You should move to kernel space where the overhead, eg. user-kernel swap, becomes unacceptable for your code to work properly.
But there are lots of way to deal with this. For example, the /dev/mem provides a good way to access your physical memory, just like you do it from the kernel space.
When people talk about going to RTOS, I'm usually skeptical.
These days, the processor is so powerful, that most of the time, the real-time aspect becomes negligible.
But even, let's say, you're dealing with SONET, and you need to do a protection switching within 50ms (actually even less, since the 50ms constrains applies to the whole ring), you still can do the switching very fast, IF your hardware supports it.
Lots of framer these days can give you a hardware support that reduces the amount of writes that you need to do. Your job is basically responds to the interrupt as quickly as possible. And Linux is not bad at all. The interrupt latency I got was less 1ms, even if I have tons of other interrupts running (eg. IDE, ethernet, etc.).
And if that's still not enough, then maybe your hardware design is wrong. Some things are better left on the hardware. And when I said hardware, I mean ASIC, FPGA, Network Processor, or other advanced logic.
Code running in the kernel accesses memory, peripherals, system functions in ways that are different from userspace code and thus has the ability to be more efficient. Not to mention the reduced security restrictions for kernel code. However, all this usually comes at a cost, such as increasing the possibility of opening the kernel up to security threats, locking up the OS, complicating the debugging, and so forth.
If your people want really high priority, determinism, low latency etc, the right way to go is to use some real-time version of Linux (or other OS).
Also look at the preemptible kernel options etc. Exactly what you should do depends on the requirements, but to put the code in kernel modules is not likely the right solution, unless you are interfacing some hardware directly.
Another reason to not move code into kernel space is that when you use it in production or commercial situations, you will have to publish that code due to the GPL agreement. A situation that many software companies don't want to come into. :)
As general rule. Think on what you want to know and if that is something you would see in an operating system development book or class then it has a good chance to belong into the kernel. If not, keep it out of the kernel. If you have a very good reason to break that rule, be sure, you will have enough knowledge to know it by yourself or you will be working with someone that has that knowledge.
Yes, might sound harsh, but this exactly what I meant, if you don't know, then be almost sure the answer is no, don't do it in the kernel. Moving your development to kernel space opens a giant can of worms that you must be sure to be able to handle.
If you just need lower latency, higher throughput, etc., it is probably cheaper to buy a faster computer than to develop kernel code.
Kernel modules may be faster (due to less context switches, less system call overhead, and less interruptions), and certainly do run at very high priority. If you want to export a small amount of fairly simple code into kernel space, this might be OK. That is, if a small piece of code is found to be crucial to performance, and is the sort of code that would benefit from being placed in kernel mode, then it may be justified to place it there.

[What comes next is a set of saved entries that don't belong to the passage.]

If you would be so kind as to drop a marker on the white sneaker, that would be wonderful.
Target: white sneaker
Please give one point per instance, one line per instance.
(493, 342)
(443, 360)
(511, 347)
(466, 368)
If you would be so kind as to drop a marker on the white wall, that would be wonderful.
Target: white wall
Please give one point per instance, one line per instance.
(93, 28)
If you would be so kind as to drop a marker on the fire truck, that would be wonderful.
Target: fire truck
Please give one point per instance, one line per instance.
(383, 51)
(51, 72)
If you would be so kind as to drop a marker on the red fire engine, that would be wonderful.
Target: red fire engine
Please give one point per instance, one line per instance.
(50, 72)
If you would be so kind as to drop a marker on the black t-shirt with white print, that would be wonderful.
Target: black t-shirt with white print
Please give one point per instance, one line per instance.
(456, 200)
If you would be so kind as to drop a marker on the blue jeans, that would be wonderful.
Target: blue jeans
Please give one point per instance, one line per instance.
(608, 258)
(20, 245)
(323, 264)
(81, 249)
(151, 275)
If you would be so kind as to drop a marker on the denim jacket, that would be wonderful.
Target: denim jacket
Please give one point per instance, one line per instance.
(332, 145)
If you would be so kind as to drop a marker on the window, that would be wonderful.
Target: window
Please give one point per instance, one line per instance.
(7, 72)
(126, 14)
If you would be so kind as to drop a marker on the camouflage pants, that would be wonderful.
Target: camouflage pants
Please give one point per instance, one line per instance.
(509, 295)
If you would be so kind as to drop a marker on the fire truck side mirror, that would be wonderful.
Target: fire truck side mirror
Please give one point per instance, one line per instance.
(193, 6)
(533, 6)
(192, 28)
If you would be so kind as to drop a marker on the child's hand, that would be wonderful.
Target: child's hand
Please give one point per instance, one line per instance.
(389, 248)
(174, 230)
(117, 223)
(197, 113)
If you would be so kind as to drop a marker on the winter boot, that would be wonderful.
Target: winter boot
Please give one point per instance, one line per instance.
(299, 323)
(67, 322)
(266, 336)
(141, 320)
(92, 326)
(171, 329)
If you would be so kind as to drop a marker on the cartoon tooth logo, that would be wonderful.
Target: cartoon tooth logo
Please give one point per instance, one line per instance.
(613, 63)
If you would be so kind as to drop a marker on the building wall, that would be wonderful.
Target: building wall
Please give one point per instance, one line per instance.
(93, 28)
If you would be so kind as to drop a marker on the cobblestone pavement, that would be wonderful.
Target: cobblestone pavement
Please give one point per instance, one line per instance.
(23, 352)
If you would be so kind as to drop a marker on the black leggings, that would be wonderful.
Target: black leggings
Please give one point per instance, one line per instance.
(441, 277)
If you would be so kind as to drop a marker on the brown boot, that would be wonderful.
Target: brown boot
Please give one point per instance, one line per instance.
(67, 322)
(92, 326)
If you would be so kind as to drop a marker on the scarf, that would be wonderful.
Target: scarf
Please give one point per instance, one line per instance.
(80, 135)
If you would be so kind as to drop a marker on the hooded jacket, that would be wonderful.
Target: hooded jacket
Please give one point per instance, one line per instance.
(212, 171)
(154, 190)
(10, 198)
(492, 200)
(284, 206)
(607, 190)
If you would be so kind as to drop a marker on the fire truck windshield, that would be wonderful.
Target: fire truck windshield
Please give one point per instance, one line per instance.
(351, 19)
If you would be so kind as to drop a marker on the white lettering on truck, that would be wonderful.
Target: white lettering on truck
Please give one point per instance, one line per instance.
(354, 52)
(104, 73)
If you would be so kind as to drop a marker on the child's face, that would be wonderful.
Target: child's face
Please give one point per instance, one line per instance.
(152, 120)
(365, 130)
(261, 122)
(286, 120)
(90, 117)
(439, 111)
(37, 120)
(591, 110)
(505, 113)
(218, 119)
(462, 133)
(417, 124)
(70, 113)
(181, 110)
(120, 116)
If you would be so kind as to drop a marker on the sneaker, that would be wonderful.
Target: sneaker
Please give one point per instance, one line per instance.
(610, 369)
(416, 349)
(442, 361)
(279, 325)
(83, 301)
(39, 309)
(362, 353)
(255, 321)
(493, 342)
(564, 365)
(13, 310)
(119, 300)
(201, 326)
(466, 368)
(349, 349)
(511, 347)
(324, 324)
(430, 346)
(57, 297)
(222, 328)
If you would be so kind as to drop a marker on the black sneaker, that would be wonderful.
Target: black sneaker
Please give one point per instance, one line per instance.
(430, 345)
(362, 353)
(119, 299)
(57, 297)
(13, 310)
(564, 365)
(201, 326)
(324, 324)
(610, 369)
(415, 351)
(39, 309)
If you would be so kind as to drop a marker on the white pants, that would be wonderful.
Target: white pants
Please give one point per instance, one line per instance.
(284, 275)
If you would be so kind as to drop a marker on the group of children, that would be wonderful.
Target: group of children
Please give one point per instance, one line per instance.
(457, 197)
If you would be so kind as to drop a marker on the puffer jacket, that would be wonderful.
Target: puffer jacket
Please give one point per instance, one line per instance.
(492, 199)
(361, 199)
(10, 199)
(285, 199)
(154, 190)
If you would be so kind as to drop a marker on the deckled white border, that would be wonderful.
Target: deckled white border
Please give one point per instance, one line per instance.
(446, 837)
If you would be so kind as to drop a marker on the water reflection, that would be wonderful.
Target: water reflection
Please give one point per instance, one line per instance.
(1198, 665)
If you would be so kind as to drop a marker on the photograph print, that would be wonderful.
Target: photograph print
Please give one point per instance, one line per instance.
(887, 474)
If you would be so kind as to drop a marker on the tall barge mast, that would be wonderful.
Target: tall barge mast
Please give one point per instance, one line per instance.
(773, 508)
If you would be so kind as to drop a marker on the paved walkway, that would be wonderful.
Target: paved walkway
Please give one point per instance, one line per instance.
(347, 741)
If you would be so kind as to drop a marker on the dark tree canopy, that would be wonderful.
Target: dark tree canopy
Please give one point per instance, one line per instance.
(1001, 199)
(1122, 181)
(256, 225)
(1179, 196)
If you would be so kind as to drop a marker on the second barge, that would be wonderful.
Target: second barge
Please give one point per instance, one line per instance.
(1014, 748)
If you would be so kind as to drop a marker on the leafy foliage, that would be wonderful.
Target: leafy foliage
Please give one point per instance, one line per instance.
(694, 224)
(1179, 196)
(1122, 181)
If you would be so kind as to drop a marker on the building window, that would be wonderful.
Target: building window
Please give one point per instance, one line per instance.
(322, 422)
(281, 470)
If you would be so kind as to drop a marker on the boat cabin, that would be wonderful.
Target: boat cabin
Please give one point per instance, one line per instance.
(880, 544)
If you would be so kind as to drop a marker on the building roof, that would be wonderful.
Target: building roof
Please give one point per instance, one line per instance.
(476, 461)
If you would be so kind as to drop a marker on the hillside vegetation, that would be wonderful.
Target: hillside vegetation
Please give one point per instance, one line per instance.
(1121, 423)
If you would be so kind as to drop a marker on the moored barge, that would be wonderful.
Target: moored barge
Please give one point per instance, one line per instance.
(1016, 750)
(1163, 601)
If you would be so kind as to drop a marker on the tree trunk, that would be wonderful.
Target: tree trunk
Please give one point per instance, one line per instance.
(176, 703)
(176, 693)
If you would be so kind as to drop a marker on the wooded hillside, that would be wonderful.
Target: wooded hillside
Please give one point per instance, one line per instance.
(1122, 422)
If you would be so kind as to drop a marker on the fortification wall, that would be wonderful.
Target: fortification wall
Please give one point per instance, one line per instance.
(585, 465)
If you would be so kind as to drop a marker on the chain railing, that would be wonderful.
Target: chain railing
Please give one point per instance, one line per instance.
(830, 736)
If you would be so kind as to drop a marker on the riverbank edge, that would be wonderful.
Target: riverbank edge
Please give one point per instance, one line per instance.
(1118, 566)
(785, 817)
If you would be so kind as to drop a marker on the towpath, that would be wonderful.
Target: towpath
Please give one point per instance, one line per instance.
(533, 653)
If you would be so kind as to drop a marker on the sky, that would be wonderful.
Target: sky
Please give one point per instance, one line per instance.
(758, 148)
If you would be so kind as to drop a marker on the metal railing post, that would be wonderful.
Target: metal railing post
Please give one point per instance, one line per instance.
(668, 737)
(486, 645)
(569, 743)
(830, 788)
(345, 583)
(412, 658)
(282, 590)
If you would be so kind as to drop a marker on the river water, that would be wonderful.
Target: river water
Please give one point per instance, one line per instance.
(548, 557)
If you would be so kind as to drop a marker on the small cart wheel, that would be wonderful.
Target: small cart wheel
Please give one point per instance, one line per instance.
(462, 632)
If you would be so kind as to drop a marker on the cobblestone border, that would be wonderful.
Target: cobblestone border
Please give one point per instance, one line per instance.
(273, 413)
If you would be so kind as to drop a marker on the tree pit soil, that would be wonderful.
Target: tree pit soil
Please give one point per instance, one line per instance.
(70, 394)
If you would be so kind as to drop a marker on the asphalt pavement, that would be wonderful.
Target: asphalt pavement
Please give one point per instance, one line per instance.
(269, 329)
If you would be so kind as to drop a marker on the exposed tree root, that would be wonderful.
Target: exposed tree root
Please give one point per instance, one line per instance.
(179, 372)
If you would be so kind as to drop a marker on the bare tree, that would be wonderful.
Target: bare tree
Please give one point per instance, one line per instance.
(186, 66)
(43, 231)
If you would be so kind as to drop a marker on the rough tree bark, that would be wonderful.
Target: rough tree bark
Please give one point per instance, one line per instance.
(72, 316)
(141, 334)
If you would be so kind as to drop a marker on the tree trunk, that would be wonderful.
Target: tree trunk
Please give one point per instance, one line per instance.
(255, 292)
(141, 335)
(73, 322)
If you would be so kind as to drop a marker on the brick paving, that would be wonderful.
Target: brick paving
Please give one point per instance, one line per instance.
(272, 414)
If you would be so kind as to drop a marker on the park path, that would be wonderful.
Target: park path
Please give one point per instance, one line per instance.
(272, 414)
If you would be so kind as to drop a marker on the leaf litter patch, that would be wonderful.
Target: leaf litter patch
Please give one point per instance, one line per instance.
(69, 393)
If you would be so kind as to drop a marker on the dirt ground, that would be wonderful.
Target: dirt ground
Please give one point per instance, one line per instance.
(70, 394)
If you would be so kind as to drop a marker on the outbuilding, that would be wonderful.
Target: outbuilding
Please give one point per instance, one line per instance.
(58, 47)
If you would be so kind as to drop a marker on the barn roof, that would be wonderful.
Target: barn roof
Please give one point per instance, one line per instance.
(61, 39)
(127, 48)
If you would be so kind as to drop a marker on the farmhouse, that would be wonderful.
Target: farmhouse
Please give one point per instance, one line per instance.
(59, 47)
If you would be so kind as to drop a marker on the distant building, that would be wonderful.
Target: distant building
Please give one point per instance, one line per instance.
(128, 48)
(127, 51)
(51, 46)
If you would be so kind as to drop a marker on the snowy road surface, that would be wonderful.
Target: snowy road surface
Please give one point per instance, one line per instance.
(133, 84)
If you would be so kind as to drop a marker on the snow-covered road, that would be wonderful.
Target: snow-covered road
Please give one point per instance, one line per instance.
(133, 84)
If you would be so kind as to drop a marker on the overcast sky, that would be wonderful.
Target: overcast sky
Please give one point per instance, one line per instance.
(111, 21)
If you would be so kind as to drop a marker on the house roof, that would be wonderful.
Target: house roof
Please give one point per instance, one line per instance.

But moving large parts of your program into kernel space should be avoided unless all other options are completely exhausted. Aside from the difficulty of doing so, the performance benefit is not likely to be very large.
If you're asking such a question, then you shouldn't go to the kernel layer. Basically just wondering means you don't need to. The time of the context switch is so negligible that it doesn't matter anyway these days.